Sorry for the time lost on this issue

 

[fabian]

no worries - it's not the most straight-forward one maybe it would help to mark the not-yet-applied value more obviously as pending? @dcsapak

 

[cosmicvibes]

did you press the check-mark to confirm the change?

Ohhhhhhhhhhhhhhhhhhhhhhhhhhh. Thank you for stopping me wasting any more time on this!

 

[Mastuca]

took me a sweet time to find the checkmark - and then only after stumbling upon this in the forum

 

[rovingclimber]

no worries - it's not the most straight-forward one maybe it would help to mark the not-yet-applied value more obviously as pending? @dcsapak

I also just got tripped by this. The "tick" is a bad choice in the UI for this. In most UI a tick is used as feedback to the user, not seeking confirmation from the user. It's made worse, because it appears after you choose from a list, so it just looks like it's confirming you've made a choice and can move on to the next action.
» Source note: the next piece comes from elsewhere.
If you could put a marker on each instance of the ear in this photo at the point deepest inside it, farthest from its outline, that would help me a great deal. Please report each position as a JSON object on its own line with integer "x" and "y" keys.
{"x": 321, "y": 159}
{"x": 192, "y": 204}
What it should, IMHO, be is a button marked "save" or similar, and the other interaction buttons shouldn't "ungrey" until you press it.

Just to add that while annoying, this is a small niggle in an otherwise excellent UI!

 

[iworx]

It seems we've all ran into that same tick-box. ¯\_(ツ)_/¯
That definitely wasn't clear to me.

 

[maciejb]

Fortunately, I've found this thread because I've also had a problem with registering domain in LE. In my mind I had that checkmark appeared because selected account is valid/active or whatever. I didn't realize I can click it.

 

[woodsb02]

I also didn't realise the checkmark was something that needed to be clicked in order to confirm the change - it looked to me like it was positively re-enforcing that the change to the selected account had been successful already!

 

[ddt]

Just here to join the chorus. Love the ACME implementation, hate the checkbox, thank goodness for this thread.